Giter Club home page Giter Club logo

sign-language-recognition's Introduction

Sign language recognition

Hi! This repository is a blog about a sign language recognition project I did. The final program was able to identify 100 sign language words in real-time. Here are two videos demonstrating the final program.

tall.woman.decide.change.pink.shirt.mov
black.bird.eat.apple.before.brown.cow.mov

Pretty cool, don't you think? As I mentioned, this repository is structured as a blog and includes 15 posts detailing my approach, the issues I encountered, and my thoughts along the way.

Project description

American sign language is commonly used by the deaf community in North America. The language is entierly visual and involves making complex gestures with the hands.

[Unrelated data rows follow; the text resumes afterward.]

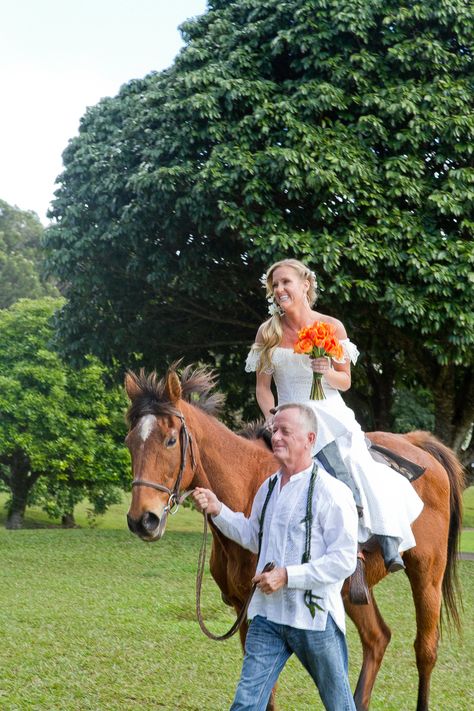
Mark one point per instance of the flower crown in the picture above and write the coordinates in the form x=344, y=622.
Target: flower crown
x=273, y=308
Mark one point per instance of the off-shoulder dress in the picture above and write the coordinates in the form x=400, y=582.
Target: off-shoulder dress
x=390, y=503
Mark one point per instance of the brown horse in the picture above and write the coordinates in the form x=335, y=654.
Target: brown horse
x=176, y=442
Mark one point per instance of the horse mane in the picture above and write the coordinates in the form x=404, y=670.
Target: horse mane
x=152, y=398
x=256, y=431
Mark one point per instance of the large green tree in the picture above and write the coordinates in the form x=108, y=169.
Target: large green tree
x=336, y=131
x=20, y=256
x=61, y=429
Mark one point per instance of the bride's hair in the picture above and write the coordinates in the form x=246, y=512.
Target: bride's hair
x=272, y=331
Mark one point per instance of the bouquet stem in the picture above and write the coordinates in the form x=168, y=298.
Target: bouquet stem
x=317, y=392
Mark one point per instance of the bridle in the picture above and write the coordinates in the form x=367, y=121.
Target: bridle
x=175, y=499
x=174, y=502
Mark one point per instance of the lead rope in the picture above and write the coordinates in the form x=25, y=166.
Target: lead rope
x=200, y=573
x=309, y=597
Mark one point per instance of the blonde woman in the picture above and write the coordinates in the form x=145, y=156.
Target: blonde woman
x=386, y=501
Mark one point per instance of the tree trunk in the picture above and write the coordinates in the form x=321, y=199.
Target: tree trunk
x=16, y=510
x=21, y=481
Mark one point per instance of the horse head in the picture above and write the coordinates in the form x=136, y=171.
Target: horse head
x=160, y=440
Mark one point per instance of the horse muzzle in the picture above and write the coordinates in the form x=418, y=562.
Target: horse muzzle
x=149, y=527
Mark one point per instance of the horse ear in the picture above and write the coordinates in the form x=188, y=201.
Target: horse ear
x=131, y=385
x=172, y=386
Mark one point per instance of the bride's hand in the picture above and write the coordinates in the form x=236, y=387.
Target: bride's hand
x=320, y=365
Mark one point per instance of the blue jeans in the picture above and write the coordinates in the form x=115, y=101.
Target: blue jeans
x=269, y=646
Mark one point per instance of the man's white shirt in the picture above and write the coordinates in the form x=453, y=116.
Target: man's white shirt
x=333, y=546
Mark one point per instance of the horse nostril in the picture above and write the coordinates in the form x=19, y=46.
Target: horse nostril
x=132, y=524
x=150, y=522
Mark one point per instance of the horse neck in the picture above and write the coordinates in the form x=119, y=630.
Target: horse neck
x=231, y=466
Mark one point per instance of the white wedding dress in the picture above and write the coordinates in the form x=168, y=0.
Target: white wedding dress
x=390, y=503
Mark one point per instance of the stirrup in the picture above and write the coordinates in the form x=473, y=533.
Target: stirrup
x=359, y=593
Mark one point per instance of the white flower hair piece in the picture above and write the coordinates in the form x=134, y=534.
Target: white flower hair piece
x=313, y=274
x=273, y=308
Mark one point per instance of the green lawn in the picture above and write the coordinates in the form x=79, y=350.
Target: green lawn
x=92, y=618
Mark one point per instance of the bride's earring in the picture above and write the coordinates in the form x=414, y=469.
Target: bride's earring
x=273, y=308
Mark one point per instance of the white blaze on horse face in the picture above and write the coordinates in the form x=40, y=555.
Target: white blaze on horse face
x=146, y=426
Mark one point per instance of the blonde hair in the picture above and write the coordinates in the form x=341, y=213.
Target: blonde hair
x=272, y=331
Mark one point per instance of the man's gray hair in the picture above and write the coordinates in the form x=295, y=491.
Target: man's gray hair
x=307, y=415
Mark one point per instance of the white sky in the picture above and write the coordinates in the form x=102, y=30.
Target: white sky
x=56, y=58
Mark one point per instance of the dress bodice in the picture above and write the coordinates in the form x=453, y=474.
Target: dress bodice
x=292, y=372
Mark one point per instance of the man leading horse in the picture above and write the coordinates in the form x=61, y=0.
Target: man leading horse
x=306, y=521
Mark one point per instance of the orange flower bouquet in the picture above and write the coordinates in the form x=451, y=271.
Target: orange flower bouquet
x=316, y=341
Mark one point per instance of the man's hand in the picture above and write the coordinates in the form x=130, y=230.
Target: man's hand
x=272, y=581
x=206, y=500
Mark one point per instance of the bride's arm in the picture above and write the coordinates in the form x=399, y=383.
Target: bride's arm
x=337, y=375
x=264, y=394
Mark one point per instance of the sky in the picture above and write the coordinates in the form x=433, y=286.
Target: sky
x=57, y=57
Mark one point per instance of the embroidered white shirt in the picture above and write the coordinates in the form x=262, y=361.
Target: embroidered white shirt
x=333, y=547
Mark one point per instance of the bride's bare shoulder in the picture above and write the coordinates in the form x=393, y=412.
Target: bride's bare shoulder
x=338, y=325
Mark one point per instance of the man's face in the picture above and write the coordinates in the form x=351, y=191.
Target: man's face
x=290, y=442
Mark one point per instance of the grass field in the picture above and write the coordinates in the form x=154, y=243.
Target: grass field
x=94, y=619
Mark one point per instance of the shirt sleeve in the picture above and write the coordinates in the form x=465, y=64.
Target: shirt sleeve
x=238, y=527
x=339, y=523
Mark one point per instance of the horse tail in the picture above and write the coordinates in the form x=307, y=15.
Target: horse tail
x=445, y=456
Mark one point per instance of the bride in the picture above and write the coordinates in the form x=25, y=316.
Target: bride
x=386, y=501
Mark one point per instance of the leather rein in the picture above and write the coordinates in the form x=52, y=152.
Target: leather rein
x=174, y=502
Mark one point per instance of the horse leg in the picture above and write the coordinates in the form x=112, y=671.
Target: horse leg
x=374, y=636
x=425, y=579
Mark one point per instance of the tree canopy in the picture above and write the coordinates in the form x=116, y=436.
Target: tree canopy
x=337, y=132
x=20, y=256
x=61, y=429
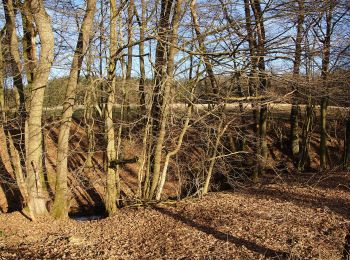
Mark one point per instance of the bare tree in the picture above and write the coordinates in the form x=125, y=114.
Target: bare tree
x=61, y=205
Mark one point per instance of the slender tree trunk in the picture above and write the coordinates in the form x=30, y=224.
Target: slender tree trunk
x=263, y=149
x=12, y=54
x=164, y=76
x=324, y=74
x=130, y=20
x=61, y=207
x=347, y=145
x=220, y=131
x=29, y=46
x=34, y=157
x=142, y=26
x=111, y=192
x=294, y=115
x=201, y=39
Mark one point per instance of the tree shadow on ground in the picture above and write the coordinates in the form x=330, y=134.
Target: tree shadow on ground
x=337, y=205
x=267, y=252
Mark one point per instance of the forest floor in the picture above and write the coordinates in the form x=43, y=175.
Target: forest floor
x=300, y=217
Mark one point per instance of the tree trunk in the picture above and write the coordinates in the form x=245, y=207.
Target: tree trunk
x=130, y=20
x=142, y=25
x=294, y=114
x=347, y=145
x=34, y=164
x=29, y=46
x=263, y=149
x=201, y=39
x=164, y=77
x=324, y=74
x=61, y=207
x=111, y=192
x=12, y=55
x=323, y=141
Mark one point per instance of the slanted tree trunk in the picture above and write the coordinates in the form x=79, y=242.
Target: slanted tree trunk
x=29, y=46
x=12, y=55
x=111, y=191
x=130, y=20
x=2, y=88
x=142, y=23
x=252, y=88
x=34, y=157
x=294, y=114
x=61, y=207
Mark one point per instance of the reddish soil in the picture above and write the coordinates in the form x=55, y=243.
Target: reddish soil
x=288, y=219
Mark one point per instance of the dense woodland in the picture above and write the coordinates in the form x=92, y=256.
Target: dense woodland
x=138, y=102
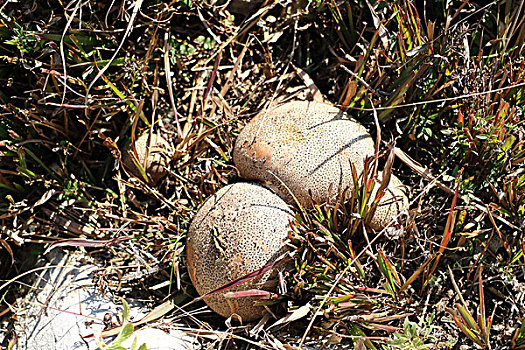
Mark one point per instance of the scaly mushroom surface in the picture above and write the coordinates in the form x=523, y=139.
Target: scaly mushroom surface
x=301, y=148
x=238, y=230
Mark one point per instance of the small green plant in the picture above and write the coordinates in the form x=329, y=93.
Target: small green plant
x=477, y=331
x=415, y=335
x=518, y=341
x=126, y=331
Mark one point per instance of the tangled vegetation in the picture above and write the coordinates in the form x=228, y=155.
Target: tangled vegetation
x=440, y=85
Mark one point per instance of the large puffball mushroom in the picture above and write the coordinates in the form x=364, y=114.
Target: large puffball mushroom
x=302, y=147
x=391, y=204
x=240, y=229
x=152, y=156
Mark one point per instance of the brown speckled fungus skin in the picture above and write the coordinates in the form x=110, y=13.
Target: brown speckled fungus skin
x=156, y=162
x=306, y=145
x=392, y=203
x=238, y=230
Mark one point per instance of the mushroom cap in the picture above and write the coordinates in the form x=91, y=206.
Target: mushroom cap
x=243, y=7
x=238, y=230
x=307, y=146
x=391, y=204
x=157, y=158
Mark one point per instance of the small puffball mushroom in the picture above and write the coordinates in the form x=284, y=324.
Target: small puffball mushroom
x=307, y=146
x=390, y=205
x=238, y=230
x=153, y=160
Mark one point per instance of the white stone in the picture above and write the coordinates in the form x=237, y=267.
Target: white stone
x=73, y=301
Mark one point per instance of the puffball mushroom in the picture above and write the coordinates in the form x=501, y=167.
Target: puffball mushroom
x=238, y=230
x=302, y=147
x=153, y=159
x=390, y=205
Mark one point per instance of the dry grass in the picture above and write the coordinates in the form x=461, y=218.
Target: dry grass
x=81, y=81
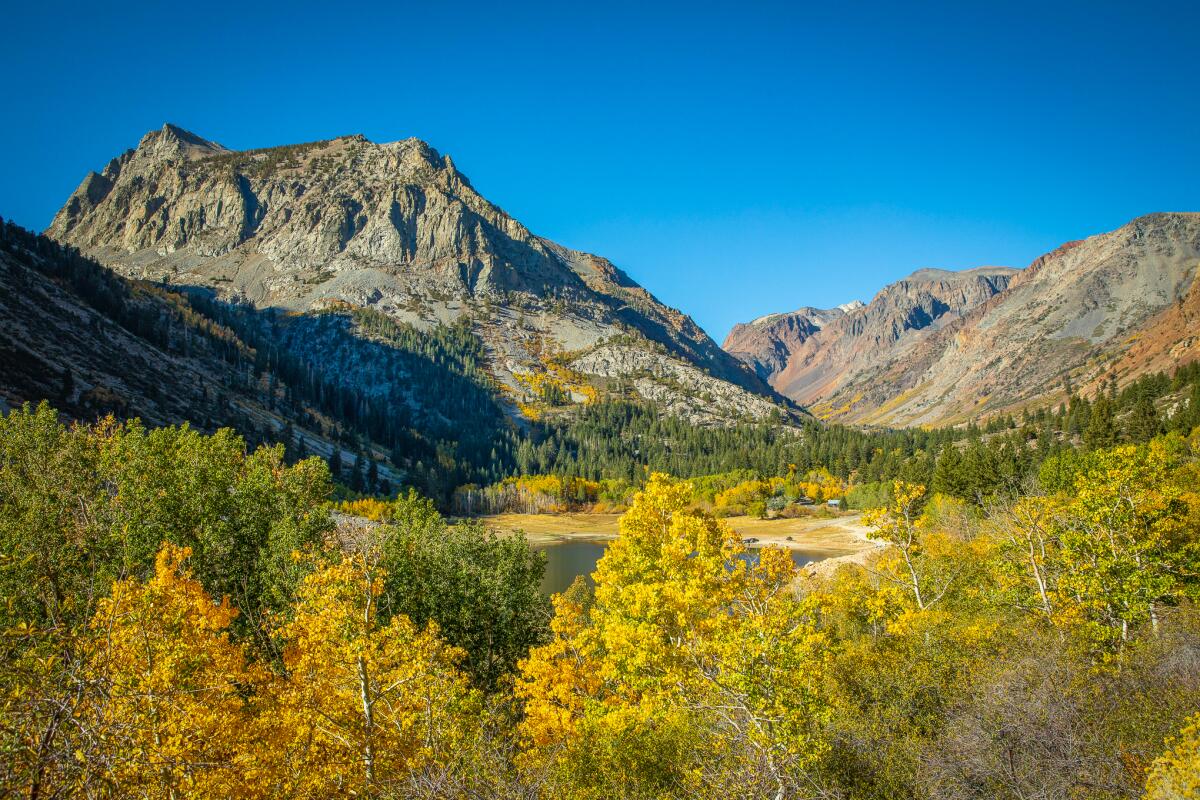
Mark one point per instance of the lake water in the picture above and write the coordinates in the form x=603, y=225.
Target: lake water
x=565, y=560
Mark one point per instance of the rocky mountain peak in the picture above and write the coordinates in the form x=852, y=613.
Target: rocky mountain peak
x=943, y=346
x=394, y=227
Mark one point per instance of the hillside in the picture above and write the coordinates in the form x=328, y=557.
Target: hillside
x=946, y=347
x=397, y=229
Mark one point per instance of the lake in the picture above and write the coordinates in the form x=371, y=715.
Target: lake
x=567, y=560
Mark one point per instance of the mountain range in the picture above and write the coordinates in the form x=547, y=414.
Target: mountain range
x=946, y=347
x=397, y=229
x=384, y=300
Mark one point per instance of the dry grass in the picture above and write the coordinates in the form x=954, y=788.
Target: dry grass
x=831, y=537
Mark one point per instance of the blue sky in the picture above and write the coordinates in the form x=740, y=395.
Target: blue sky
x=735, y=158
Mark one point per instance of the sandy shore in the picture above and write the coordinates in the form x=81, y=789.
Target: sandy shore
x=837, y=539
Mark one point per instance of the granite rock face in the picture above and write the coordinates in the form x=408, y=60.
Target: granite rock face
x=943, y=347
x=394, y=227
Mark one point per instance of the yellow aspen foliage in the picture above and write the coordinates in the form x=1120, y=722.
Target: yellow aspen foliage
x=1175, y=775
x=694, y=666
x=168, y=691
x=1125, y=543
x=367, y=701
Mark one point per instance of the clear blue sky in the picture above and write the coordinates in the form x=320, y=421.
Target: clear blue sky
x=735, y=158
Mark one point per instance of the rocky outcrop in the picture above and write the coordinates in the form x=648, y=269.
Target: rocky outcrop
x=767, y=343
x=679, y=389
x=394, y=227
x=946, y=347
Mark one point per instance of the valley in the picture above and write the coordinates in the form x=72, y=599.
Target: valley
x=321, y=475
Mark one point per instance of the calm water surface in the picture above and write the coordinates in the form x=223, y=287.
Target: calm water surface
x=565, y=560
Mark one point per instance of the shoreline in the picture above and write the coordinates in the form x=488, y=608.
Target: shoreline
x=833, y=540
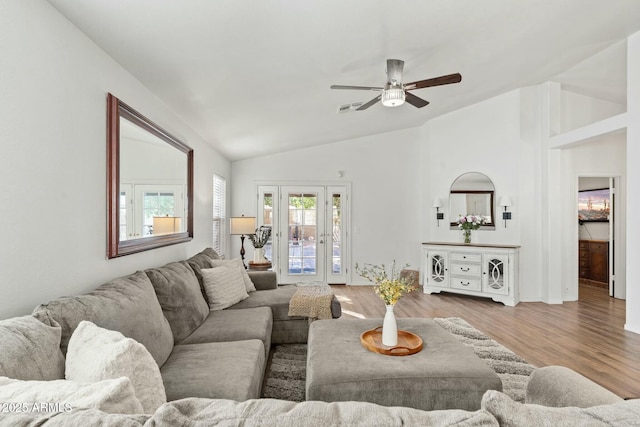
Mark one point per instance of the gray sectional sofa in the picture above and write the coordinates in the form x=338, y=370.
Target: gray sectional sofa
x=166, y=310
x=212, y=363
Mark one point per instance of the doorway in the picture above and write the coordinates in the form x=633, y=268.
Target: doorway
x=310, y=225
x=597, y=229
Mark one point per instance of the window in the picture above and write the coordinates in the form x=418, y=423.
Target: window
x=219, y=214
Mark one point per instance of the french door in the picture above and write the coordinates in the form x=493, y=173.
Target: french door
x=309, y=231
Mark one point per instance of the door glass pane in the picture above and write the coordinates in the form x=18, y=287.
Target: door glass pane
x=123, y=215
x=302, y=233
x=336, y=233
x=267, y=219
x=156, y=204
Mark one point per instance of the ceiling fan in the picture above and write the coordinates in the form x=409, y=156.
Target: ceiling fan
x=395, y=93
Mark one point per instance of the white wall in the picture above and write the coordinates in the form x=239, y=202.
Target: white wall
x=487, y=138
x=633, y=181
x=579, y=110
x=53, y=165
x=384, y=171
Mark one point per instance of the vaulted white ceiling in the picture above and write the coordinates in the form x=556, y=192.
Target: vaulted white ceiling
x=252, y=76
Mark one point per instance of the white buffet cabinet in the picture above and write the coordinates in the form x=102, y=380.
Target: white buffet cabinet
x=473, y=269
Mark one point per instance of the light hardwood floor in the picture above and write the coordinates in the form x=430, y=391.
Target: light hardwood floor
x=587, y=336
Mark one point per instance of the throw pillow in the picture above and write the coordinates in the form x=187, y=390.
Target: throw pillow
x=95, y=354
x=30, y=350
x=114, y=396
x=224, y=286
x=179, y=294
x=250, y=287
x=197, y=263
x=513, y=414
x=126, y=304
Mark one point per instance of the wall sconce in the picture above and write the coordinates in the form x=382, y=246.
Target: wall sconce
x=505, y=202
x=439, y=215
x=243, y=225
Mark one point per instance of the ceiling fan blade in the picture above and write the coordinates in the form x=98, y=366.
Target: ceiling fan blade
x=369, y=104
x=415, y=100
x=436, y=81
x=357, y=87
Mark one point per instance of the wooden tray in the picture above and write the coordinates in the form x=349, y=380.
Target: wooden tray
x=408, y=343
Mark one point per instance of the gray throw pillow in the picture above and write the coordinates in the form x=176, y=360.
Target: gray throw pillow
x=128, y=305
x=180, y=297
x=197, y=263
x=224, y=286
x=30, y=350
x=514, y=414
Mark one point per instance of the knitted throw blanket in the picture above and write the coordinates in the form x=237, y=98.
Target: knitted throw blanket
x=312, y=301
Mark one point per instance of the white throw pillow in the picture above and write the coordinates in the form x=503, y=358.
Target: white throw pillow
x=224, y=286
x=114, y=396
x=248, y=284
x=30, y=350
x=95, y=354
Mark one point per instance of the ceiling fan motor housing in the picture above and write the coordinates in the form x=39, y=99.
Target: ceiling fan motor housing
x=393, y=96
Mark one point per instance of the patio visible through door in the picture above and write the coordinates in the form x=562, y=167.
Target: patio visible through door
x=309, y=232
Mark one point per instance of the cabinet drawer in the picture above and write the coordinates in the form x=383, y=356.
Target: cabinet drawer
x=465, y=269
x=460, y=256
x=598, y=246
x=466, y=283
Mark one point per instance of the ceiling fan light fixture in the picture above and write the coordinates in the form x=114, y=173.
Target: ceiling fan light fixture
x=393, y=97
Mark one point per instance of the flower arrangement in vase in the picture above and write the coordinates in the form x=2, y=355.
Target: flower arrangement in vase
x=470, y=222
x=258, y=240
x=390, y=287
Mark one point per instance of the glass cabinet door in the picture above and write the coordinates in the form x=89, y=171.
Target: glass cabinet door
x=495, y=278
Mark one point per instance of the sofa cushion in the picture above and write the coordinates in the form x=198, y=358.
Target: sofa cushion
x=237, y=262
x=114, y=396
x=276, y=413
x=30, y=350
x=180, y=297
x=224, y=286
x=96, y=354
x=278, y=299
x=513, y=414
x=235, y=325
x=199, y=261
x=225, y=370
x=128, y=305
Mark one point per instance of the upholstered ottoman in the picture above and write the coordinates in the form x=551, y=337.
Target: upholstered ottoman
x=445, y=374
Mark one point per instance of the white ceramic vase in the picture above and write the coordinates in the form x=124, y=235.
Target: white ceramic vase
x=258, y=256
x=389, y=328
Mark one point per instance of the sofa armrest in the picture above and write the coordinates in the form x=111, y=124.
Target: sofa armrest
x=264, y=280
x=558, y=386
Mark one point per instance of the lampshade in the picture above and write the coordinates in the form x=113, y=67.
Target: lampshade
x=243, y=225
x=393, y=97
x=166, y=225
x=505, y=201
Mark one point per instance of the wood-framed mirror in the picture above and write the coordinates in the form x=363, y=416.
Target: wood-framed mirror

My goal for this project was to create a sign language interpretation program that could recognize American sign language letters and words. I wanted to use various deep learning models and methods such as convolutional and recurrent networks. I also wanted to practice with libraries such as TensorFlow, Keras and OpenCV.

The project is separated into multiple phases.

Phase 1 - ASL alphabet recognition

image

For this first phase I had 2 main goals.

  1. Train a model that can classify still images of ASL letters.
  2. Run the model in real time using a live video from my webcam.

Blog posts 1 - 4 are related to Phase 1.

  1. Introduction
  2. Building a basic CNN model
  3. Testing the model
  4. Improving the model

The following code files contain the code for this phase:

"Code files/Phase 1 development files/sign_alphabet_train_model.py"
"Code files/Phase 1 development files/run_sign_language_alphabet_detector.py"

Here is a video of the final result of Phase 1.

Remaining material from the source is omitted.